The asparagine-linked carbohydrate moieties of plant and insect glycoproteins are the most abundant environmental immune determinants. They are the structural basis of what is known as cross-reactive carbohydrate determinants (CCDs). Despite some structural variation, the two main motifs are the xylose and the core-3-linked fucose, which form the essential part of two independent epitopes. Plants contain both epitopes, insect glycoproteins only fucose. These epitopes and other fucosylated determinants are also found in helminth parasites where they exert remarkable immunomodulatory effects.

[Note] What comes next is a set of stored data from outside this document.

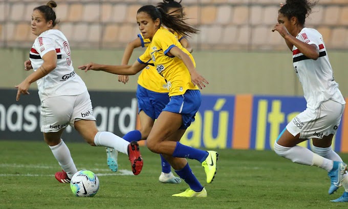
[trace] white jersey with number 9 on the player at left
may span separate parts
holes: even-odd
[[[30,50],[30,61],[34,71],[44,64],[42,57],[53,50],[57,53],[57,67],[36,81],[40,100],[85,92],[87,88],[83,80],[74,72],[68,40],[59,30],[47,30],[35,39]]]

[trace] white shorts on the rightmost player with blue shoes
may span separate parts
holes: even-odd
[[[336,134],[344,106],[329,99],[315,110],[307,108],[288,123],[287,130],[293,136],[300,134],[301,139],[322,138]]]

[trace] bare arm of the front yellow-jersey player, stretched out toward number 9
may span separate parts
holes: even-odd
[[[141,64],[140,62],[135,61],[133,65],[120,65],[120,66],[112,66],[112,65],[101,65],[90,62],[89,64],[79,66],[78,69],[84,70],[87,72],[89,70],[95,71],[104,71],[107,73],[118,74],[118,75],[135,75],[140,72],[147,65]]]

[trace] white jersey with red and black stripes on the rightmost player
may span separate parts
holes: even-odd
[[[315,110],[328,99],[344,104],[345,101],[338,89],[338,83],[335,81],[322,35],[315,29],[303,28],[296,38],[319,48],[317,60],[303,55],[295,46],[292,50],[294,69],[301,82],[307,107]]]

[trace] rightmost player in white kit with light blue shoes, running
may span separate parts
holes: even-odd
[[[328,171],[329,194],[343,184],[348,192],[347,165],[331,148],[344,110],[344,98],[333,77],[321,34],[305,28],[305,19],[315,3],[287,0],[280,5],[278,31],[293,53],[293,65],[307,101],[307,109],[294,117],[274,143],[274,151],[293,162],[316,165]],[[297,144],[311,139],[313,152]],[[343,195],[344,196],[344,195]]]

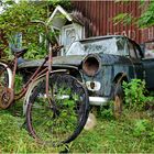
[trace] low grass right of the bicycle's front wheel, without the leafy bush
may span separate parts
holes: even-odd
[[[72,144],[76,153],[153,153],[154,122],[146,112],[124,111],[120,120],[98,117],[92,131]]]

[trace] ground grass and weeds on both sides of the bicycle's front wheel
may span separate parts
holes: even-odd
[[[151,107],[154,107],[153,97],[145,97],[143,95],[146,92],[144,89],[145,84],[139,79],[134,79],[130,84],[124,82],[123,87],[125,87],[127,101],[121,118],[119,120],[113,118],[112,108],[97,108],[97,112],[95,112],[97,127],[90,131],[84,130],[81,134],[68,145],[69,152],[154,152],[152,144],[154,142],[153,110],[145,110],[150,103]],[[138,90],[135,90],[136,88]],[[0,110],[0,128],[1,153],[53,153],[65,148],[53,148],[48,145],[40,145],[34,142],[26,132],[24,117],[22,117],[22,101],[15,103],[9,110]]]

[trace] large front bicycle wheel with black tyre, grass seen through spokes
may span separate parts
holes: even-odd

About 20% or more of allergic patients generate specific anti-glycan IgE, which is often accompanied by IgG. Even though antibody-binding glycoproteins are widespread in pollens, foods and insect venoms, CCDs do not appear to cause clinical symptoms in most, if not all patients. When IgE binding is solely due to CCDs, a glycoprotein allergen thus can be rated as clinical irrelevant allergen. Low binding affinity between IgE and plant N-glycans now drops out as a plausible explanation for the benign nature of CCDs. This rather may result from blocking antibodies induced by an incidental ‘immune therapy’ (‘glyco-specific immune therapy’) exerted by everyday contact with plant materials, e.g. fruits or vegetables. The need to detect and suppress anti-CCD IgE without interference from peptide epitopes can be best met by artificial glycoprotein allergens. Hydroxyproline-linked arabinose (single β-arabinofuranosyl residues) has been identified as a new IgE-binding carbohydrate epitope in the major mugwort allergen. However, currently the occurrence of this O-glycan determinant appears to be rather restricted.